Boeing is the more recognized name, based in Seattle, Washington, an example of what it takes to be a big and successful company in the United States.  With the development of commercial aircraft, Boeing was early on the scene, and with some brilliant business strategies and a constantly developing technology, was able to seize the market and become the mainstay for aircraft development, leaving the leftovers for Airbus, the European aircraft development company, and the other US company, McDonnell-Douglas.  With its constant development of bigger and better planes, culminating with the 747 – the most successful plane ever – the company remained on top for some time through the seventies and eighties; it seemed there was nothing they could do wrong, and Boeing felt entitled to this.

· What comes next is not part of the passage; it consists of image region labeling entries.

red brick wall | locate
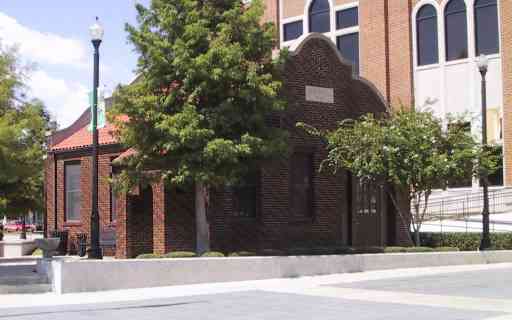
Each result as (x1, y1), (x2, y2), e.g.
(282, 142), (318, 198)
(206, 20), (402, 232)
(45, 147), (120, 254)
(499, 0), (512, 186)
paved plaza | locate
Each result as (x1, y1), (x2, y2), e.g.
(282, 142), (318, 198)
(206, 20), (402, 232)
(0, 264), (512, 320)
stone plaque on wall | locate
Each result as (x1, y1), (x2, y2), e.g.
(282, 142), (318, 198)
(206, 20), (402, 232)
(306, 86), (334, 103)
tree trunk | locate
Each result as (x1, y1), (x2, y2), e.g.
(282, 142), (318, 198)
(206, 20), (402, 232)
(414, 228), (421, 247)
(196, 183), (210, 254)
(20, 215), (27, 240)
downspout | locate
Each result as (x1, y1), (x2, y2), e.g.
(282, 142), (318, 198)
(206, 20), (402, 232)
(384, 0), (391, 106)
(53, 153), (58, 231)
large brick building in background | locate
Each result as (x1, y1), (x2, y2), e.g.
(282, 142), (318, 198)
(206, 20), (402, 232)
(265, 0), (512, 187)
(46, 34), (408, 258)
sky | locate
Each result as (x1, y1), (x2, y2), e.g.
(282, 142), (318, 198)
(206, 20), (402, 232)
(0, 0), (150, 128)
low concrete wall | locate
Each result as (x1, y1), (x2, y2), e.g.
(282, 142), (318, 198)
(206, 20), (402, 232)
(0, 240), (36, 258)
(48, 251), (512, 293)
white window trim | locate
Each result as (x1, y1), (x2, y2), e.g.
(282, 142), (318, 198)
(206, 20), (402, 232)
(411, 0), (503, 70)
(279, 0), (361, 48)
(279, 16), (304, 47)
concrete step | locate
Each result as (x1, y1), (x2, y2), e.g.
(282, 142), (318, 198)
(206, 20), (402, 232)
(0, 283), (52, 294)
(0, 261), (51, 294)
(0, 273), (48, 285)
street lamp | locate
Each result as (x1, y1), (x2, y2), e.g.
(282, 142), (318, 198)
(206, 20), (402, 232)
(477, 54), (491, 250)
(88, 17), (104, 259)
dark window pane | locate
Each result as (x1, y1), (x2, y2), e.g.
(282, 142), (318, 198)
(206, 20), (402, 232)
(445, 0), (468, 61)
(283, 20), (302, 41)
(110, 166), (117, 221)
(416, 4), (439, 66)
(475, 0), (500, 55)
(64, 164), (81, 221)
(336, 7), (359, 29)
(290, 153), (313, 217)
(336, 33), (359, 74)
(233, 170), (259, 218)
(309, 0), (331, 33)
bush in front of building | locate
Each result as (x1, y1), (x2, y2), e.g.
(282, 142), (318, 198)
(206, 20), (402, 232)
(228, 251), (257, 257)
(201, 251), (226, 258)
(135, 253), (163, 259)
(163, 251), (197, 258)
(421, 232), (512, 251)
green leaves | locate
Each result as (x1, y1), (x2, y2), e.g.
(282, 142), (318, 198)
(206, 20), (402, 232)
(110, 0), (286, 190)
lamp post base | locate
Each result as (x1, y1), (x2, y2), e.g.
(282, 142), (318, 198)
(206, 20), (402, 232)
(87, 248), (103, 260)
(480, 237), (491, 251)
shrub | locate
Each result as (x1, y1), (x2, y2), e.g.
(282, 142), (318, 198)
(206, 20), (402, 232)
(405, 247), (434, 252)
(434, 247), (460, 252)
(201, 251), (225, 258)
(229, 251), (257, 257)
(258, 249), (286, 256)
(421, 232), (512, 251)
(135, 253), (163, 259)
(384, 247), (407, 253)
(164, 251), (197, 258)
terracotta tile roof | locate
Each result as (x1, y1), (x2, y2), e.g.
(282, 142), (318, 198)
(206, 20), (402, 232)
(52, 124), (117, 151)
(51, 117), (128, 151)
(112, 148), (137, 164)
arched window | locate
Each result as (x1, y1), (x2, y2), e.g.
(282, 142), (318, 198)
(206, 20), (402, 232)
(475, 0), (500, 55)
(416, 4), (439, 66)
(309, 0), (331, 33)
(444, 0), (468, 61)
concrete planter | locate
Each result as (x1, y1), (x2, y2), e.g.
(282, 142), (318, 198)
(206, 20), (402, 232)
(45, 251), (512, 294)
(0, 240), (36, 258)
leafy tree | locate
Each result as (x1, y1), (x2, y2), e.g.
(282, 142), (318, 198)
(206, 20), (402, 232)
(299, 109), (497, 245)
(0, 46), (50, 228)
(109, 0), (286, 253)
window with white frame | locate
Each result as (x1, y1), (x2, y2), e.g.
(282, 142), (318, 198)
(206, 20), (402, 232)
(309, 0), (331, 33)
(283, 20), (303, 42)
(416, 4), (439, 66)
(336, 6), (359, 74)
(444, 0), (468, 61)
(474, 0), (500, 56)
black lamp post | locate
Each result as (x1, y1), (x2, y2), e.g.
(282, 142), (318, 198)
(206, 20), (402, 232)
(88, 17), (104, 259)
(477, 54), (491, 250)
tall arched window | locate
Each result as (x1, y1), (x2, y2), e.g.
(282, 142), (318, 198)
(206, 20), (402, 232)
(444, 0), (468, 61)
(309, 0), (331, 33)
(475, 0), (500, 55)
(416, 4), (439, 66)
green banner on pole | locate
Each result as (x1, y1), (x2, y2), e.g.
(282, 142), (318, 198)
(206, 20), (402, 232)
(89, 88), (106, 131)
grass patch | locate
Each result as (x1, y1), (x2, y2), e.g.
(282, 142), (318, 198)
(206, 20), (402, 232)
(229, 251), (257, 257)
(164, 251), (197, 258)
(201, 251), (225, 258)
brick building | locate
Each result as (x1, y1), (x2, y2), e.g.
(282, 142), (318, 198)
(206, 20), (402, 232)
(46, 34), (408, 258)
(265, 0), (512, 187)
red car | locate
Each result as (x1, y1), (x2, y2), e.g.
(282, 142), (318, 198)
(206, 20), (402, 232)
(4, 221), (36, 232)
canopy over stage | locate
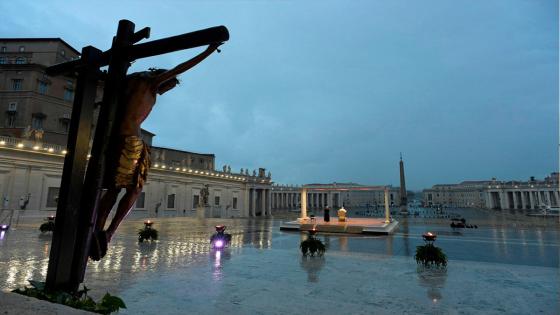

Airbus began small, a conglomerate of European countries including France, Germany, Britain, and Spain, and lacking in a business drive they were soon passed by Boeing in the entrepreneurial world of aircraft development and sales.  Nevertheless, they kept going, continuing to develop new planes and trying to keep up with Boeing, trying to make that one plane that would be better, more efficient than what Boeing had on the market, and finally turn the tables.  In the late eighties, going into the nineties, this is essentially what happened with the development of the ever popular A340.  Coupled with this development of a successful aircraft that airlines wanted to use, was the aforementioned arrogance of Boeing in assuming they were always going to be on top, and when the company changed CEOs and business models, things started to go south for Boeing, and for the first time Airbus was a name to be reckoned with.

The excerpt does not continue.